Father's Day Weekend

I have been a dad for over 19 years now, and I must admit that Father's Day has usually turned out to be a big yawner. There just doesn't seem to have been a whole lot of attention paid to it. Well, I guess that was then and this is now, since today it was a wonderful day! I spent the morning with my very good friends at church. I had to the chance to go to lunch with the closest of friends and my lovely wife. My daughter called during lunch (she was hard at work at Camp Lutherhaven over on Lake Coeur d'Alene). I got to take a two hour nap. Kay and I spent a bit of quality time with our bartender Chris over at Waddell's Pub, and then we had a great dinner of grilled beef and potatoes. Kay got me a very thoughtful gift, and all in all I really enjoyed the whole day!
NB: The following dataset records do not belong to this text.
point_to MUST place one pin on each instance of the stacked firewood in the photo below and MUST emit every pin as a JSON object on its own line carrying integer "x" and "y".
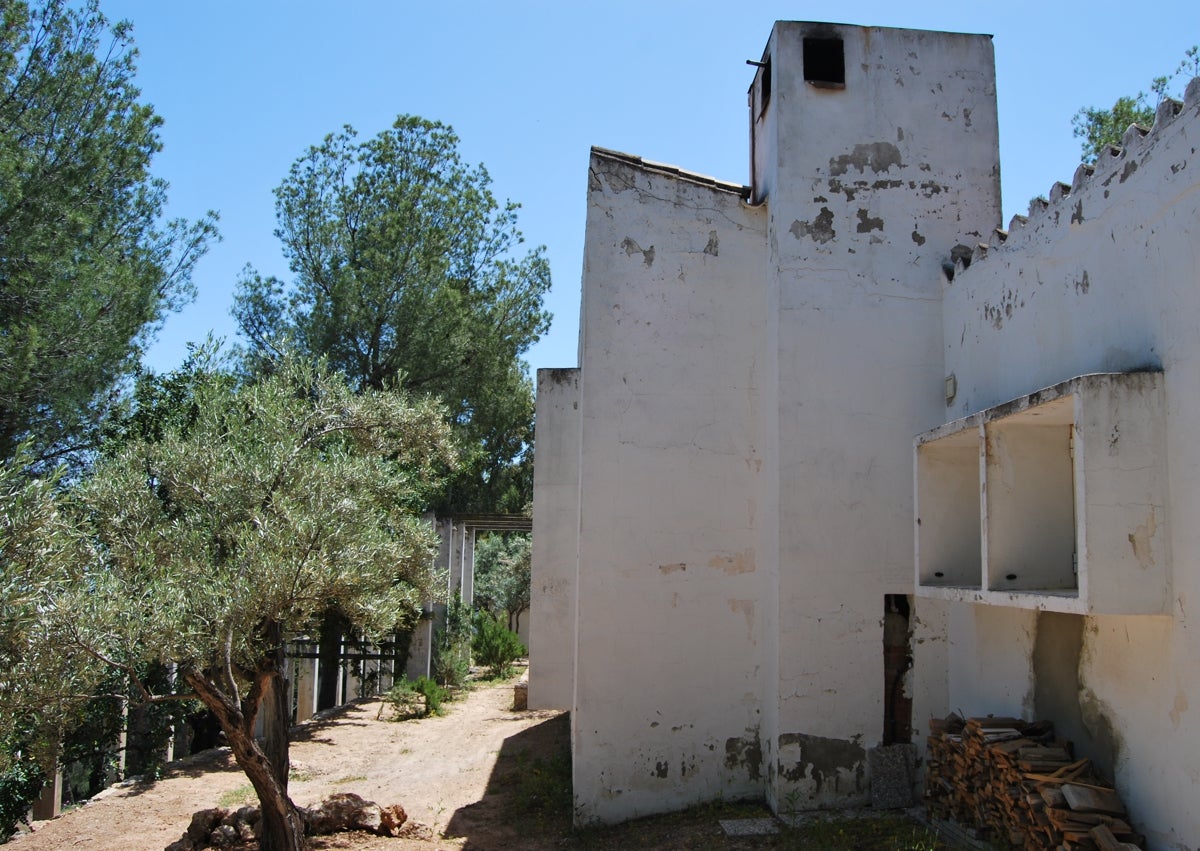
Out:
{"x": 1021, "y": 784}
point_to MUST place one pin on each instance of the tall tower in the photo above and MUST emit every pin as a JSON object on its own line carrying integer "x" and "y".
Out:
{"x": 723, "y": 510}
{"x": 876, "y": 153}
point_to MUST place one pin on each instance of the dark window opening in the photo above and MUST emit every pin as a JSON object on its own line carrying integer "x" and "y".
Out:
{"x": 765, "y": 88}
{"x": 897, "y": 664}
{"x": 825, "y": 63}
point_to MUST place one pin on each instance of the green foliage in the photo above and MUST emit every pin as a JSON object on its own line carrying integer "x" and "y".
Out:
{"x": 417, "y": 699}
{"x": 243, "y": 522}
{"x": 21, "y": 781}
{"x": 503, "y": 575}
{"x": 42, "y": 559}
{"x": 88, "y": 269}
{"x": 495, "y": 646}
{"x": 435, "y": 695}
{"x": 403, "y": 699}
{"x": 870, "y": 833}
{"x": 407, "y": 274}
{"x": 451, "y": 645}
{"x": 1099, "y": 127}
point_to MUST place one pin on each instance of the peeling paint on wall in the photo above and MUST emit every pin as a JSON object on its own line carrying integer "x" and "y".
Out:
{"x": 820, "y": 228}
{"x": 631, "y": 247}
{"x": 1140, "y": 538}
{"x": 876, "y": 156}
{"x": 823, "y": 761}
{"x": 745, "y": 753}
{"x": 738, "y": 563}
{"x": 867, "y": 223}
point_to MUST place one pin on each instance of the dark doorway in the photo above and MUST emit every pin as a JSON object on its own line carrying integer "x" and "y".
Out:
{"x": 897, "y": 664}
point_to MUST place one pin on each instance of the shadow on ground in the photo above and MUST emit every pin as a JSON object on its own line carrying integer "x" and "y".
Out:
{"x": 527, "y": 803}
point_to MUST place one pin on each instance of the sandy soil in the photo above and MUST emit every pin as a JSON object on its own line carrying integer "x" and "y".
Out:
{"x": 448, "y": 772}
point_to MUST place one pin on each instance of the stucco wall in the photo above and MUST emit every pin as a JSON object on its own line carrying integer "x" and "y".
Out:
{"x": 556, "y": 535}
{"x": 667, "y": 665}
{"x": 870, "y": 187}
{"x": 1102, "y": 279}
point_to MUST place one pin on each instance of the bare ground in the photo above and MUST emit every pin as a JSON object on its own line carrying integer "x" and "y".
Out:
{"x": 438, "y": 768}
{"x": 479, "y": 778}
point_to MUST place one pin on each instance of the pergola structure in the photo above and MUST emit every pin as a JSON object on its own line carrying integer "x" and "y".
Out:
{"x": 457, "y": 556}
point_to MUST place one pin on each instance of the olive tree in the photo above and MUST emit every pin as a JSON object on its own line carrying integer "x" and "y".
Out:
{"x": 252, "y": 510}
{"x": 407, "y": 271}
{"x": 88, "y": 265}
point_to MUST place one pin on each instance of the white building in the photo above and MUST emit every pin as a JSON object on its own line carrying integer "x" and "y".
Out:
{"x": 786, "y": 390}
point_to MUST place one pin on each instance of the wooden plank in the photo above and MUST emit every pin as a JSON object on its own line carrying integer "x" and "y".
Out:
{"x": 1104, "y": 838}
{"x": 1092, "y": 799}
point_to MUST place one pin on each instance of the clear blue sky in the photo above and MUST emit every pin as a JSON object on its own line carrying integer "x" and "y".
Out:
{"x": 246, "y": 87}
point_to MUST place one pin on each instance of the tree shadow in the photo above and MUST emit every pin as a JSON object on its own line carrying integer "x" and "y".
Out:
{"x": 527, "y": 802}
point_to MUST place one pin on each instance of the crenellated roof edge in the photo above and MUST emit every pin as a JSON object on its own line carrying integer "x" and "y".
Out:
{"x": 1134, "y": 142}
{"x": 672, "y": 171}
Speaking of our bartender...I found out this evening that the wedding that I officiated at earlier in the week involved his cousin as the groom. Chris found out from his mother that I had led the wedding ceremony and gave the message, and if he had known in advance that I was involved he would have been there...likely story!

The rain returned today, about a third of an inch, and there is more coming for tomorrow. I really hope that it doesn't interupt our morning tennis outting...we are going to have to play outside. I have worked my way out of the funk that I was in about a week ago, and the competition over the past couple of sessions has been outstanding. It is a lot of fun when we are all playing well and the quality of play is at a high matter who ends up winning.

Finally...I would like to salute my dad...Erwin Albrecht of La Crosse, WI. I know that he will never read this (he and computers just don't see eye to eye), but I just wanted to say that he is my hero, and the greatest man that has ever least I think so!


  1. I just read that Father's Day originated in Spokane, Washington. Some women, I think they said 70 years, ago got it started. Maybe you want to research that.

  2. . The first observance of Father's Day is believed to have been held on June 19, 1910 through the efforts of Sonora Smart Dodd of Spokane, Washington. After listening to a church sermon at Spokane's Central Methodist Episcopal Church in 1909 about the newly recognized Mother's Day, Dodd felt strongly that fatherhood needed recognition, as well.[1] She wanted a celebration that honored fathers like her own father, William Smart, a Civil War veteran who was left to raise his family alone when his wife died giving birth to their sixth child when Sonora was 16 years old.[2]
    The following year with the assistance of Reverend Dr. Conrad Bluhm, her pastor at Old Centenary Presbyterian Church (now Knox Presbyterian Church), Sonora took the idea to the Spokane YMCA. The Spokane YMCA, along with the Ministerial Alliance, endorsed Dodd’s idea and helped it spread by celebrating the first Father’s Day in 1910. Sonora suggested her father’s birthday, June 5, be established as the day to honor all Fathers. However, the pastors wanted more time to prepare, so on June 19, 1910, young members of the YMCA went to church wearing roses: a red rose to honor a living father, and a white rose to honor a deceased one.[2] Dodd traveled through the city in a horse-drawn carriage, carrying gifts to shut-in fathers confined indoors by illness.[2]
    It took many years to make the holiday official. In spite of support from the YWCA, the YMCA, and churches, Father's Day ran the risk of disappearing from the calendar.[3] Where Mother's Day was met with enthusiasm, Father's Day was often met with laughter.[3] The holiday was gathering attention slowly, but for the wrong reasons. It was the target of much satire, parody and derision, including jokes from the local newspaper Spokesman-Review.[3] Many people saw it as the first step in filling the calendar with mindless promotions.[3]
    A bill to accord national recognition of the holiday was introduced in Congress in 1913.[4] In 1916, President Woodrow Wilson went to Spokane to speak in a Father's Day celebration and wanted to make it official, but Congress resisted, fearing that it would become commercialized.[2] US President Calvin Coolidge recommended in 1924 that the day be observed by the nation, but stopped short of issuing a national proclamation. Two earlier attempts to formally recognize the holiday had been defeated by Congress.[5] In 1957, Maine Senator Margaret Chase Smith wrote a proposal accusing Congress of ignoring fathers for 40 years while honoring mothers, thus "[singling] out just one of our two parents"[5] In 1966, President Lyndon Johnson issued the first presidential proclamation honoring fathers, designating the third Sunday in June as Father's Day.[2] Six years later, the day was made a permanent national holiday when President Richard Nixon signed it into law in 1972.[2][5]
    In 2010, the Father's Day Centennial Celebration [1] occurs in Spokane with a month of events commemorating the day.